"I'm going to help Ralph carry Snigs up-stairs," said Rosie, but Laura intercepted her, coming over the grass in a trailing wrapper of her mother's, with Polly and Penny clinging to her hands.
"Who did that pistol kill?" she demanded tragically, with no doubt that a case of not-knowing-that-it-was-loaded had occurred in her family.
"Snigs has been wounded by ginger pop," cried Happie over her shoulder, flying to meet the returning buggy.
"Who is wounded; tell me quick who is wounded?" gasped Mrs. Scollard, leaning far out of the carriage, while at the same time Miss Bradbury demanded: "Where did you get it?"
"Snigs is wounded; he got it out of the ice box—it was a ginger pop bottle that exploded in his pocket. It's not serious, mother," shouted Bob.
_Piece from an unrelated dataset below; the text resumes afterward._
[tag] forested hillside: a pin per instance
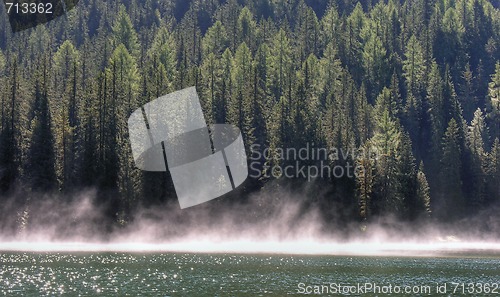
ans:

Even Miss Bradbury's laugh rang out at this statement, and Mrs. Scollard fell back into her seat, sobbing and laughing at the relief.
Don Dolor looked ashamed of himself, yet glad that he had so quickly allowed himself to be brought under control by his inexperienced driver, hoping, probably, that his family would make due allowance for the fact that the explosion had sounded enough like a pistol to deceive them, and that he had not been expecting such a sound at his own gate.
"Such a morning, and all for those dreadful calves!" sighed Happie, as she and Gretta climbed into the buggy to go after the doctor, and Ralph and Bob bore Snigs into the house. "By the way, where are the abominable things?"
"Rosie has them," said Polly. "She drove them around the house."
"You'd better go in, Laura; you're not dressed for public—for being out of doors," said Happie, altering her sentence, fearing to allude to public appearances when Laura was emerging from her tragic frame of mind in relation to her recent experience in that line.